I am a lifelong educator who has deep concerns about House Bill 2527. This bill includes some changes which may prove to have harmful unintended consequences.
HB2527 states: "Each teacher and educational officer shall be evaluated according to the level of effectiveness in criteria listed in subsection (b) and shall be assigned a rating according to the established performance levels; provided that student learning and growth shall constitute fifty percent of the evaluation rating."
How will evaluators measure and determine student learning and growth? For instance, will a 6th-grade math teacher's current students set the baseline for next year's completely different individuals, or will each of Hawaii's 181,213 students' progress be tracked individually from year to year in order to evaluate teachers fairly?
If the latter scenario is chosen, how many more clerical staff will the Department of Education need to hire in order to collect, aggregate, organize and disseminate the data for the purpose of teacher evaluations? Would this new staffing expenditure be an ideal allocation of resources toward the goal of improving student achievement?
I welcome consistent, fair and constructive evaluations that are based directly on each teacher's job performance. I strongly believe the proposed legislation will not provide or support effective teacher evaluation.

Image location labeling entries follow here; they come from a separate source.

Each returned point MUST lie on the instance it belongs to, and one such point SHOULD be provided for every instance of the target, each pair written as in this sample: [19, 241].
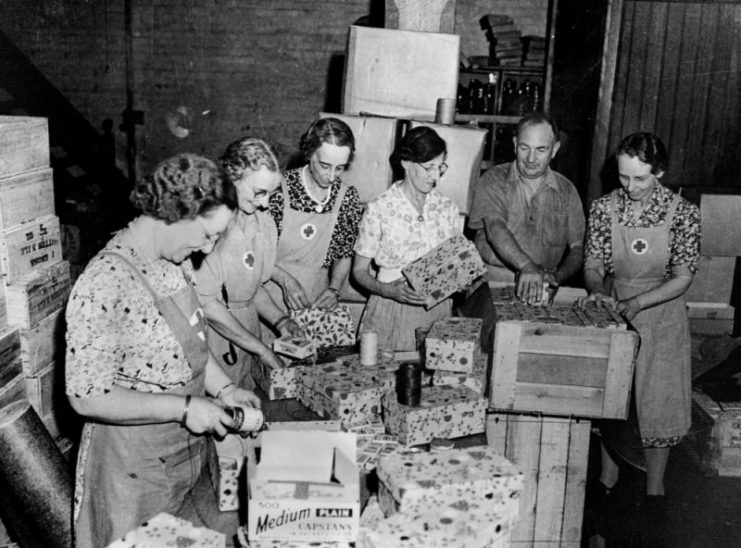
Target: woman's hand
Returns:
[294, 293]
[629, 308]
[400, 291]
[327, 300]
[599, 300]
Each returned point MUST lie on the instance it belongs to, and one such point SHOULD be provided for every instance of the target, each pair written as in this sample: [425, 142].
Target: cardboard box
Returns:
[399, 74]
[167, 530]
[710, 318]
[450, 267]
[24, 144]
[714, 440]
[465, 150]
[277, 383]
[338, 391]
[25, 197]
[417, 481]
[30, 247]
[476, 380]
[294, 347]
[444, 412]
[461, 523]
[552, 453]
[375, 137]
[560, 360]
[43, 343]
[306, 487]
[38, 295]
[452, 344]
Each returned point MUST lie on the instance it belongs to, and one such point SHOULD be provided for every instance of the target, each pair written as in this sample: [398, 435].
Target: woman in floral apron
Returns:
[230, 279]
[642, 252]
[408, 220]
[138, 366]
[317, 216]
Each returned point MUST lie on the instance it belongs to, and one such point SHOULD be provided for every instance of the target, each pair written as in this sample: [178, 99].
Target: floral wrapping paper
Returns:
[444, 412]
[448, 268]
[476, 380]
[412, 482]
[326, 327]
[461, 523]
[452, 344]
[165, 530]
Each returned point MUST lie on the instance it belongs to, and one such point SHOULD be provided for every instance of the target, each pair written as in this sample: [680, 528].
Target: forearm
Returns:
[339, 272]
[570, 264]
[503, 242]
[225, 324]
[130, 407]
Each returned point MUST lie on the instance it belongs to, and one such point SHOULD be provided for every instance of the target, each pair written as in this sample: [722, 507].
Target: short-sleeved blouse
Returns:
[392, 234]
[345, 231]
[115, 334]
[684, 234]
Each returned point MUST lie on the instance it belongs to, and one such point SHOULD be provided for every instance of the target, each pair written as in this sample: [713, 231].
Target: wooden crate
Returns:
[29, 247]
[553, 454]
[714, 440]
[465, 150]
[42, 343]
[24, 144]
[559, 360]
[38, 295]
[710, 318]
[25, 197]
[370, 172]
[400, 74]
[714, 280]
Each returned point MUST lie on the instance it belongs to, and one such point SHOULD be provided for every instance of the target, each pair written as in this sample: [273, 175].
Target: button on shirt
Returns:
[544, 221]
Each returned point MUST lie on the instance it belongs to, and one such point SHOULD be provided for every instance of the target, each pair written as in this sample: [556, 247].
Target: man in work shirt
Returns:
[528, 219]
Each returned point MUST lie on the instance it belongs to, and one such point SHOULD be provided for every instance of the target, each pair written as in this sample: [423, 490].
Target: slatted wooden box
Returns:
[714, 441]
[30, 247]
[553, 455]
[559, 360]
[38, 295]
[26, 196]
[24, 144]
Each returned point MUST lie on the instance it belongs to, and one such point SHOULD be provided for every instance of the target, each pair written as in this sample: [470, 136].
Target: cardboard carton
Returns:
[452, 344]
[306, 487]
[444, 412]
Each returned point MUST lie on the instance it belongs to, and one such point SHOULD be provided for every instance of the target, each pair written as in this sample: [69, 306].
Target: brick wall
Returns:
[219, 69]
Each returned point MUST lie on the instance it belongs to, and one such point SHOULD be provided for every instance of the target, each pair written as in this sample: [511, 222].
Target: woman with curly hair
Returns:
[230, 279]
[138, 367]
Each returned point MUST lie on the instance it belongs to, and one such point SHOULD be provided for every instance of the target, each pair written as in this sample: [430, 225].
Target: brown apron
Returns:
[303, 245]
[135, 472]
[245, 254]
[662, 382]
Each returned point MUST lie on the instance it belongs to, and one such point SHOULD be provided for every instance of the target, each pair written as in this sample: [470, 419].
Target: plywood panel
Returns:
[399, 73]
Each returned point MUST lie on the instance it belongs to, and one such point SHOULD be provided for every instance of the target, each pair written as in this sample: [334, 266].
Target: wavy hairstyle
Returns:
[327, 130]
[248, 153]
[648, 148]
[183, 187]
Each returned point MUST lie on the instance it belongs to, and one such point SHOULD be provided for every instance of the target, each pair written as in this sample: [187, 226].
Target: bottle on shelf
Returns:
[490, 94]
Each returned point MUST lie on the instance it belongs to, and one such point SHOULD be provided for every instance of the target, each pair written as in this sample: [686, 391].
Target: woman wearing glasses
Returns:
[138, 366]
[398, 227]
[230, 280]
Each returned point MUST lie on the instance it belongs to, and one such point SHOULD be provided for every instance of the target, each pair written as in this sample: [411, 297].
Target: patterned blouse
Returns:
[345, 231]
[115, 334]
[684, 234]
[392, 233]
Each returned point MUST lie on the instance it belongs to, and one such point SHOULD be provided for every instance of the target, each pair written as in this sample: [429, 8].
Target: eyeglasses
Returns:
[431, 170]
[209, 237]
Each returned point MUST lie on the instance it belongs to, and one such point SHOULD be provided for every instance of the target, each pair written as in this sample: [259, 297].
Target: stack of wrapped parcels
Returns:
[465, 498]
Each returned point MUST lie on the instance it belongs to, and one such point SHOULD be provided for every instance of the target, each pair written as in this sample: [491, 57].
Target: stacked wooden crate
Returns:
[552, 369]
[35, 277]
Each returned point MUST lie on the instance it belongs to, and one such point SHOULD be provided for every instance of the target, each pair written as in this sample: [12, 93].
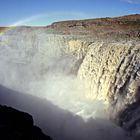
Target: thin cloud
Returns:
[45, 19]
[132, 1]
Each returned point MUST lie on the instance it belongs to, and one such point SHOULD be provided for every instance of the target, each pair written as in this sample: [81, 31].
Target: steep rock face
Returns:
[18, 125]
[105, 52]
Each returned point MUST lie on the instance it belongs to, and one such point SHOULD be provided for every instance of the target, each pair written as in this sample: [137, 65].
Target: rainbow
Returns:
[3, 30]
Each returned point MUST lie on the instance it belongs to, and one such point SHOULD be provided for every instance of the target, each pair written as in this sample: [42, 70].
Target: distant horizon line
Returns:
[12, 26]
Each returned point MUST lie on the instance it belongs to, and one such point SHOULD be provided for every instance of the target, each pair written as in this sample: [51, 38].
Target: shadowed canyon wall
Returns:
[103, 54]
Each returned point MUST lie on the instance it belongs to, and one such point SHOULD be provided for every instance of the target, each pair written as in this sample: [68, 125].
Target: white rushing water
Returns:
[36, 64]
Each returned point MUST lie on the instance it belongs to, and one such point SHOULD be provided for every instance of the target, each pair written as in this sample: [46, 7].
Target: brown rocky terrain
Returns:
[118, 27]
[106, 52]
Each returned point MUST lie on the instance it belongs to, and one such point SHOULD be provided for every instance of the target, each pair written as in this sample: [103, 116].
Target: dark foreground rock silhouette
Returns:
[16, 125]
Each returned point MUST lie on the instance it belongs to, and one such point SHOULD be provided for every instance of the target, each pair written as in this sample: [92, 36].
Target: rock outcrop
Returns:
[18, 125]
[106, 52]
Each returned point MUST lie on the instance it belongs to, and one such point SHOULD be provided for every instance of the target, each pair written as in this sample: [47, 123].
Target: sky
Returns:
[45, 12]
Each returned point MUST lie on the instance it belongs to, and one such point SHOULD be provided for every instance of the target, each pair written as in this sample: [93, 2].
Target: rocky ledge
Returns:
[17, 125]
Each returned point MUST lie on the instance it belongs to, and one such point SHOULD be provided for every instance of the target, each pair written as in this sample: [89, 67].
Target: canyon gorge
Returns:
[88, 68]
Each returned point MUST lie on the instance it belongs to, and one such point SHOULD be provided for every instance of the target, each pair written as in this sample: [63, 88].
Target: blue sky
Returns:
[44, 12]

HB2527 proposes to delay tenure from two years of service to three. Hawaii already has difficulty recruiting enough teachers to fill all open positions due to low pay, high cost of living and geographic isolation from the rest of the country. Will delaying job protection increase the quality or number of highly qualified teachers Hawaii can recruit?
The most potentially damaging section of this proposed legislation removes teachers from the collective-bargaining process. Teachers are highly trained professionals who derive some of our job satisfaction from the ability to determine our own working conditions. Teaching is a demanding and rewarding but often difficult job. To strip teachers of what little power we have will introduce job dissatisfaction and send morale plummeting. Legislators, please think about the effect this will have on student achievement.
The current challenges in education are due to a spectrum of variables in an increasingly complex society. To target and punish teachers simply because other states are doing so is inappropriate, cowardly and self-defeating. What educators need in order to improve our students' achievement is for legislators to become our partners in education and work with us rather than against us. It takes a village to educate our children. Without their support, we lack the resources necessary to do an exemplary job, and HB2527 is poised to further erode our very difficult educational atmosphere.
* Jody Brown is the librarian at Kalama Intermediate School.